Além disso, símios parecem não ultrapassar um estágio de desenvolvimento vocal que lembra muito o tagarelar dos bebês. Símios e macacos certamente não realizam atividades importantes vocalmente, mas humanos parecem fazer da vocalização uma atividade.
Peter Sellers
Outras observações sobre a diferença entre fala e linguagem vêm das patologias da fala em que a linguagem permanece intacta. Há muitas desordens do gênero, incluindo o fluxo excessivo de fala, a síndrome de Tourette, e a completa cessação da fala.
Em 1962, em Harvard, Eric Lennemberg descreveu o caso de um adolescente gravemente debilitado e incapaz de formar os sons da fala. Apesar disso, o garoto tinha um nível de compreensão normal da linguagem.
Inversamente, há pessoas que podem falar bem, mas conhecer menos linguagem que o normal. Há muitos anos surgiram informações sobre uma doença até então desconhecida denominada síndrome de Williams.
Os doentes tinham intelecto reduzido mas um estilo de fala bastante coloquial, bem parecido com o de Chancy Gardner, o adorável pateta interpretado por Peter Sellers em "Muito Além do Jardim".

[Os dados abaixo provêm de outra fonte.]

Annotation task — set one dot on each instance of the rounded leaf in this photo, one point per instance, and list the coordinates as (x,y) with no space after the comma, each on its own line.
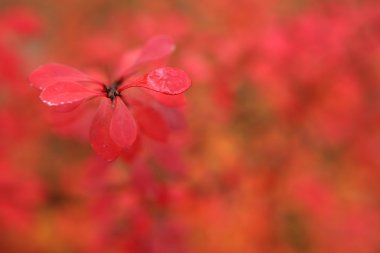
(123,129)
(52,73)
(100,138)
(168,80)
(62,93)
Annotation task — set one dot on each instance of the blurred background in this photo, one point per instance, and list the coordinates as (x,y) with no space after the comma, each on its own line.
(276,150)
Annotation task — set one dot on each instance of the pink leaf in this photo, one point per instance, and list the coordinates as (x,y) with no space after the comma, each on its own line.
(52,73)
(167,80)
(123,129)
(66,93)
(100,138)
(155,49)
(168,100)
(151,123)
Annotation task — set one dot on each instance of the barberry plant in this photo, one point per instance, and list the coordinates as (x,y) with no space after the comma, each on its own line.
(114,127)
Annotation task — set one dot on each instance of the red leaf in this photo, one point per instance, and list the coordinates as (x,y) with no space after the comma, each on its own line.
(167,80)
(52,73)
(123,129)
(155,49)
(66,93)
(151,123)
(100,138)
(168,100)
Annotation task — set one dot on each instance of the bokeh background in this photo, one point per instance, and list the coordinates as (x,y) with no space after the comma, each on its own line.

Na afasia, um derrame ou outro acidente cerebral impede que as pessoas recordem as palavras e o conhecimento gramatical que armazenaram. Em alguns pacientes, no entanto, as desordens podem não ser facilmente detectadas, porque eles retêm controle sobre as formas não criativas de linguagem e continuam a utilizar palavras e expressões profundamente gravadas, tais como "bem, é claro, você sabe", e frases como "se não pode vencê-los, junte-se a eles".

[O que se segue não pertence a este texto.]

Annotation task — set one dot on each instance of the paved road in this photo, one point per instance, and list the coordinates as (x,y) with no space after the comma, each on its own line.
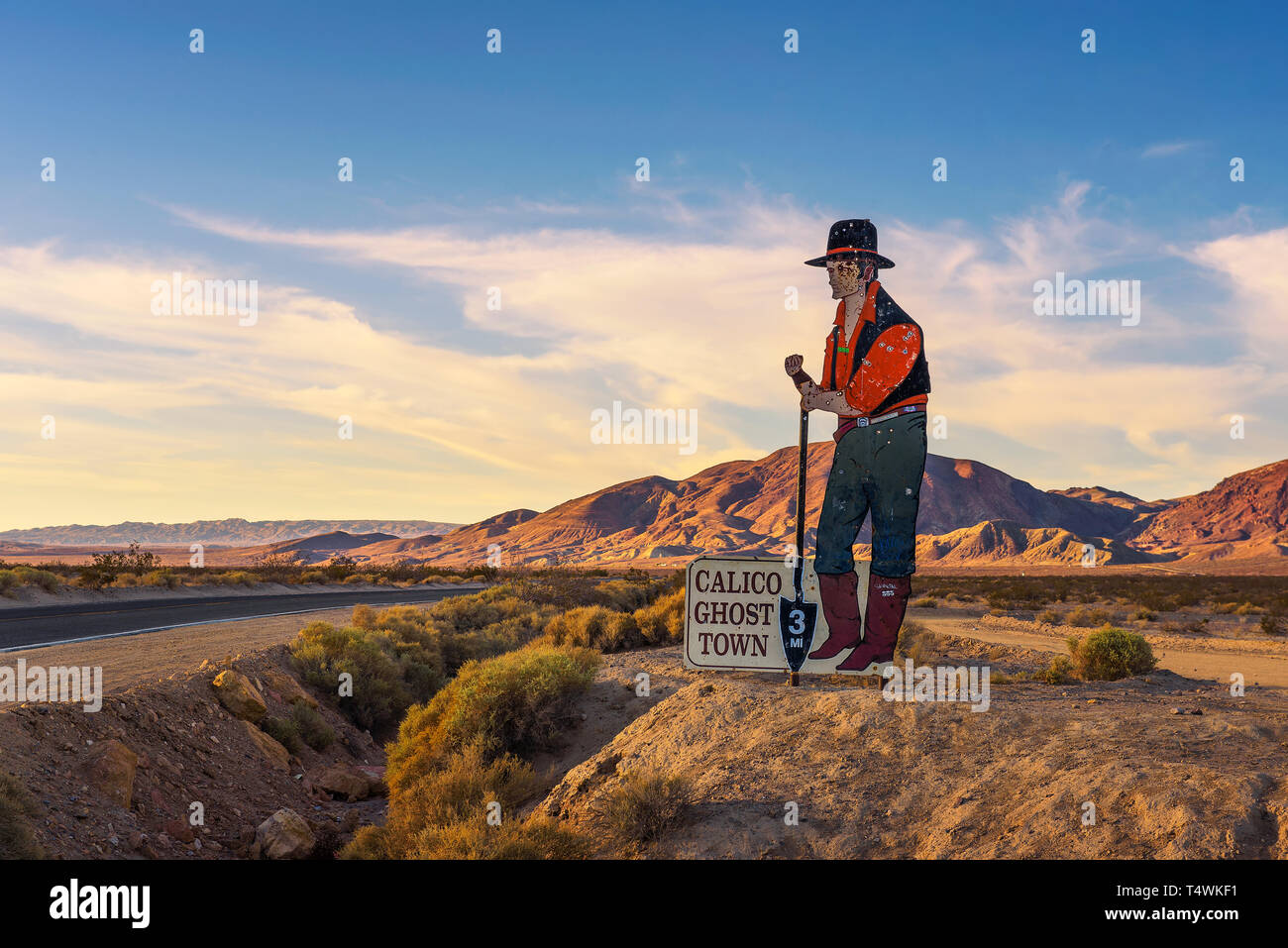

Casos do gênero chamam nossa atenção para a falta de criatividade associada a muitas conversas normais. Algumas vítimas de derrame têm um tipo particular de debilidade chamada "afasia de jargão". Tais pacientes entendem pouca ou nenhuma linguagem, mas falam fluentemente, em geral com a emoção, entonação e expressão facial de uma conversa normal. Para todos os efeitos, não têm qualquer linguagem, mas sua capacidade de falar permanece intacta.

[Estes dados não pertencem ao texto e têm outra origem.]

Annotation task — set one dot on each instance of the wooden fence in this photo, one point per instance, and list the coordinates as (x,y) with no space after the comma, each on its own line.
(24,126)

Essas descobertas sugerem que os humanos têm no cérebro um mecanismo específico que existe apenas para o controle da vocalização e da fala, separado de outros mecanismos necessários para a linguagem gramatical ou para a solução de tarefas complexas. Tais mecanismos de fala funcionam com muito pouco estímulo do meio ambiente em que vivam os bebês.
O que se pode dizer, então, do sistema de normas gramaticais das quais a linguagem deriva sua flexibilidade criativa? As operações cognitivas associadas à gramática parecem começar como estratégias eficazes que ajudam os bebês a lidar com vocabulário e pensamento em rápida expansão. Isso porque a linguagem, em primeira instância, é inerentemente organizacional - uma habilidade mental para ordenar o caos léxico -, um modo de lidar com todas as expressões vocais que estão competindo por espaço no vocabulário expressivo do bebê. Mas isso seria desnecessário na ausência de pressões exercidas pela atividade que acabamos por conhecer, simplesmente, como a fala.